William Keaning Weaver was living on a ranch in North Dakota in 1894 when he decided to take a herd of bison to the San Francisco Exhibition. While sitting in a hotel lobby, he struck up a conversation with James Addison Reavis who gave Weaver glowing reports of land in Arizona. Weaver, born in New York, had been a business man in a small Minnesota town before purchasing a 4,000-acre ranch near Fargo where he successfully raised cattle and bison. The accidental conversation with Reavis impressed him enough that he returned to North Dakota, sold his property, and moved his family and stock to an area known as Arizola. He settled into a home Reavis had built near the railroad tracks and continued farming. Weaver’s younger brother followed with his family as did his niece, Lillian Weaver, and her husband, T. R. Peart. All would become prominent citizens in the area. Weaver, T. R. Peart, and his son, Dan, served as Casa Grande mayors. Lillian Weaver Peart established the Women’s Club and saw to the building of their cobblestone headquarters still standing on Sacaton St. Most of the 57 people buried in the Weaver Pioneer Cemetery are related to the Weaver and Peart families. The cemetery was deeded to the Casa Grande Historical Society by Weaver descendants in 2006.

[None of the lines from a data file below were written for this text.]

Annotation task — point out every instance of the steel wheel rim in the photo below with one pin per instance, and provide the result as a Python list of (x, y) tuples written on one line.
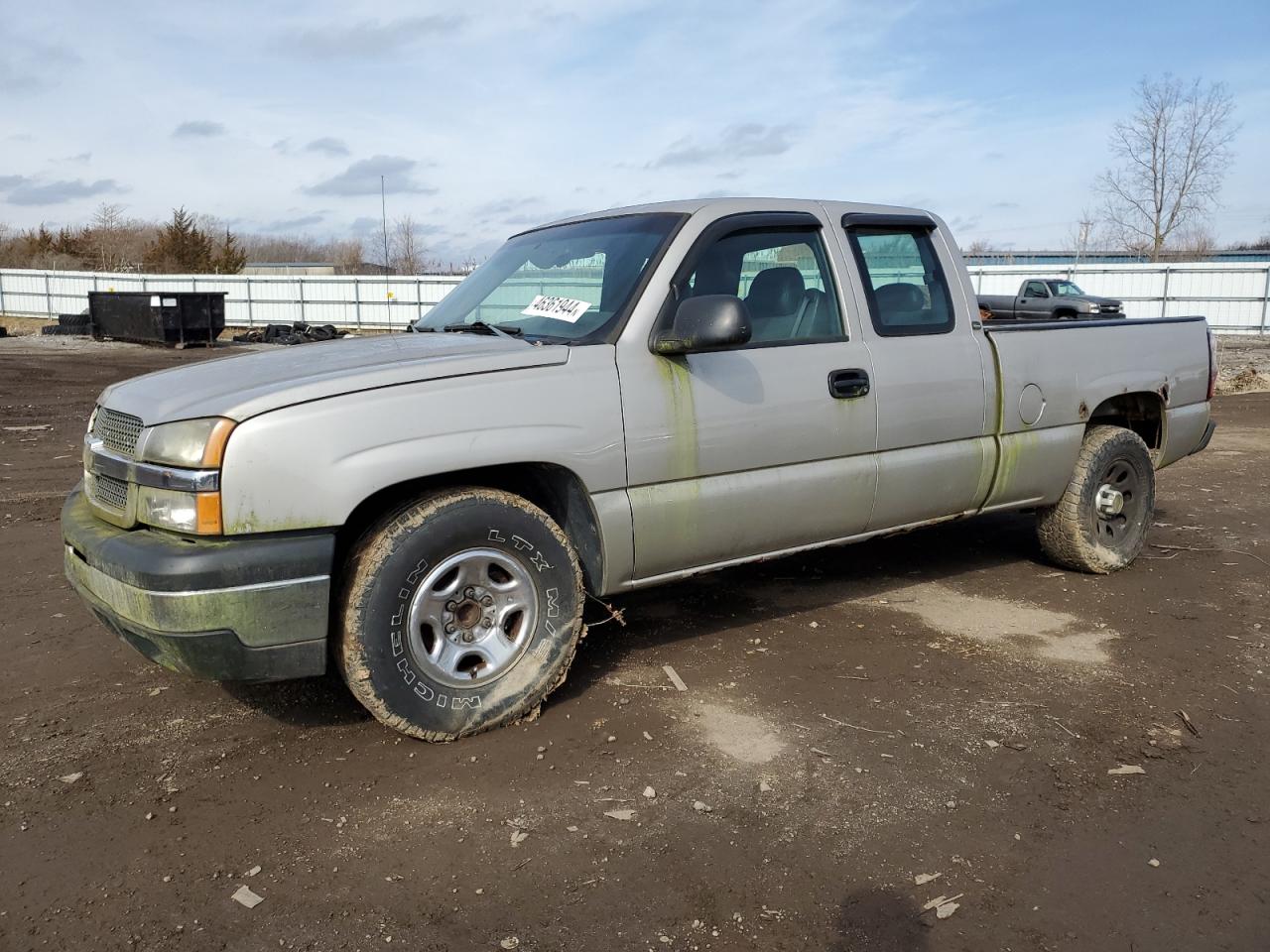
[(1116, 504), (471, 617)]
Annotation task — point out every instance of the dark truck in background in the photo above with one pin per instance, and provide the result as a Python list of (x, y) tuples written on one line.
[(1046, 299)]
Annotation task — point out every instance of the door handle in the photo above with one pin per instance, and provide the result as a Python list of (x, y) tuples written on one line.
[(847, 385)]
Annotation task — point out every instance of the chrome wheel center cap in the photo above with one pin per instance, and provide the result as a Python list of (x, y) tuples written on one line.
[(1109, 500)]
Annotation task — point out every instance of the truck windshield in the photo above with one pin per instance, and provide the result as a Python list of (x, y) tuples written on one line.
[(563, 284), (1065, 289)]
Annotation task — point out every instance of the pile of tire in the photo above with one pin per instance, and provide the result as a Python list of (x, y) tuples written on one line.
[(298, 333), (77, 325)]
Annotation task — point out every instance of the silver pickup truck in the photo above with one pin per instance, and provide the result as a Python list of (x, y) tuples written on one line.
[(611, 402), (1048, 298)]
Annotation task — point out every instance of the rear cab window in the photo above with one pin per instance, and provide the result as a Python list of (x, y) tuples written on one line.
[(903, 281), (783, 276)]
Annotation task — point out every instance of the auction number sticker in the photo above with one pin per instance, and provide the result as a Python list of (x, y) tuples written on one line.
[(562, 308)]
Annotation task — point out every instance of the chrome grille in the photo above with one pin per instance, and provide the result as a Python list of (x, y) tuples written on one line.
[(117, 430), (111, 492)]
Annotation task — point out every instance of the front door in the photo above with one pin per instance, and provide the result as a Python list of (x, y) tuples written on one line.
[(743, 452)]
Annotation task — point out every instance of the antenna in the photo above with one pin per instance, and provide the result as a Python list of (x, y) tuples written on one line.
[(384, 212)]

The fast-talking promoter who convinced Weaver to move to Arizona, soon met his fate. Shortly after the Weavers arrived here, closer scrutiny of the documents Reavis used to claim ownership of an old Spanish land grant were proven to be false. Known as the Peralta Land Grant, his scam involved central Arizona property from west of Phoenix eastward into New Mexico. His mastery of the art of forgery had fooled authorities in Spain, Mexico, and the United States for years and helped him extort payments from rightful property owners. In 1895, he was arrested, tried, and sentenced to two years in a federal penitentiary. A stone marker partly hidden by weeds on Jimmie Kerr Blvd. is all that remains to identify the area where James Addison “Peralta” Reavis had his headquarters, known as The Barony of Arizola. His story has been the subject of research papers, books, even a 1950s movie, The Baron of Arizona, starring Vincent Price.
I enjoyed these discoveries about our local area. Genealogical research showed me, however, that I am not related to those buried in the Weaver Pioneer Cemetery.